En choisissant le nom de Myriam pour identifier notre groupe, nous avons souhaité rendre hommage à une héroïne dont la mémoire s'est trouvée obscurcie et presque occultée par la gloire de ses frères, Moïse et Aaron, puisqu'il faut les nommer. Le livre de l'Exode (Exode 15, 20-21) en parle comme d'une prophétesse entraînant à sa suite les femmes d'Israël dans une danse et un chant de louange à Yahvé après le passage à pied de la mer Rouge et la noyade de l'armée du Pharaon. Le cantique dit de Moïse, c'est aussi le sien.
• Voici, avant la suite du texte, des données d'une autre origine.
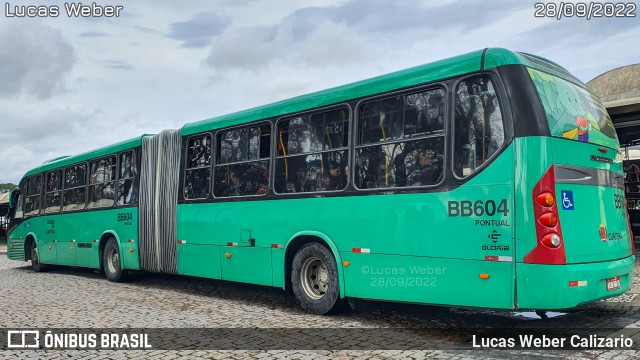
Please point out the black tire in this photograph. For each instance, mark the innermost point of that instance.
(111, 262)
(314, 279)
(35, 260)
Au livre des Nombres (Nombres 12, 1-16) nous apprenons que Myriam et Aaron ont tous deux osé critiquer Moïse pour avoir épousé une Koushite, une étrangère donc. Yahvé n'est pas du tout content qu'on songe à semoncer son homme de confiance. Pour bien le faire comprendre il frappe Myriam de la lèpre. Curieusement Aaron s'en tire indemne, mais généreux, il s'inquiète du sort de sa soeur. Il prie Moïse de leur pardonner à tous deux leur offense à son égard. Celui-ci, bon prince, invoque le Seigneur pour obtenir la guérison de l'infortunée. Yahvé ne plaisante pas avec l'honneur de son serviteur, Myriam devra pâtir encore sept jours avant d'être délivrée de son mal. Ça lui apprendra! La trace de Myriam se perd ensuite dans le désert ... de l'histoire. Ses frères auront droit à plus de notoriété.
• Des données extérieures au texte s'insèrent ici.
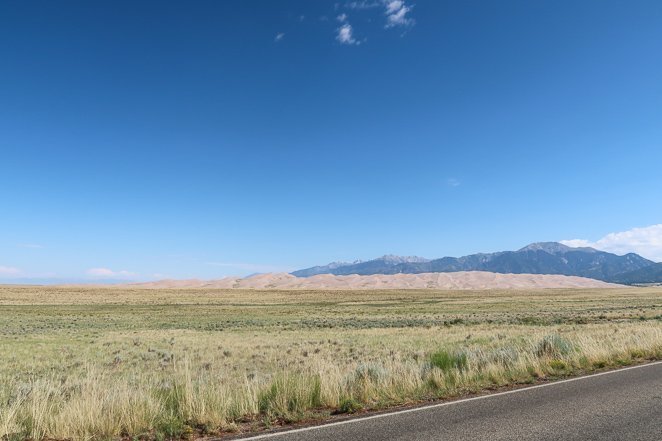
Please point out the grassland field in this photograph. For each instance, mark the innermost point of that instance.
(120, 363)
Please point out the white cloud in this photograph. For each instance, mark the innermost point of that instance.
(106, 272)
(345, 35)
(9, 271)
(396, 14)
(364, 4)
(645, 241)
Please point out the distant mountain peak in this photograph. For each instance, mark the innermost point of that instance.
(535, 258)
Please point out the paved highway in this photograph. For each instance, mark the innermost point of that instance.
(618, 405)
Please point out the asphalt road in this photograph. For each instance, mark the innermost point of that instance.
(618, 405)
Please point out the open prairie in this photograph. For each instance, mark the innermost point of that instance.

Notre groupe, constitué de femmes de Montréal, Sherbrooke et Asbestos, s'est plu à s'identifier à elle pour raviver le souvenir de sa solidarité avec son peuple, mais aussi de son audace et de son courage. Elle a osé critiquer un homme, son frère, son chef. On prétend que le ciel le lui a fait payer... Seigneur, que d'interprétations patriarcales on commet en ton nom!
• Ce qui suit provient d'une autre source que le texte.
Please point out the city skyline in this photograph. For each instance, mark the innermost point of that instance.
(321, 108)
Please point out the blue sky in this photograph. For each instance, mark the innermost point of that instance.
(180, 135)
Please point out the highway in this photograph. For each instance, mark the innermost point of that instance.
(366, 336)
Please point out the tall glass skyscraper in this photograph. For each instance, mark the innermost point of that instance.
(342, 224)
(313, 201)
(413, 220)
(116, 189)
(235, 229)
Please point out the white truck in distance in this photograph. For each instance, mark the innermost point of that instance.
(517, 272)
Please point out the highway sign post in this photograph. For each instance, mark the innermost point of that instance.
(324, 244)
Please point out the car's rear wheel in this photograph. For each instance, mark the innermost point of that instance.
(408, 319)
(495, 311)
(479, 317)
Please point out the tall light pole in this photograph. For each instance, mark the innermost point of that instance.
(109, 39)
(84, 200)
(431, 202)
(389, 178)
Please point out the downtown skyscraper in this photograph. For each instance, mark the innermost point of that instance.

Myriam c'est la diversité même : une religieuse, des célibataires, des mères de jeunes enfants, des grands-mères. Pas de candidate au martyre, mais un passé et un présent d'engagement pour la cause des femmes, chacune en son milieu. Voilà qui nous sommes. Nos viscères et nos artères rappellent à l'occasion, à certaines, que nous avons atteint une certaine maturité... Mais nous ne sommes pas mûres, cela est sûr, pour la retraite, la démission, le défaitisme ou la morosité. Trop de chantiers demeurent ouverts où tout, ou presque, reste à faire, et la relève est là.

Nous avons l'âge de nos projets, de notre espérance et de nos rêves. S'il n'en tient qu'à nous. L'autre Parole retentira encore longtemps, dérangeante, percutante et engageante.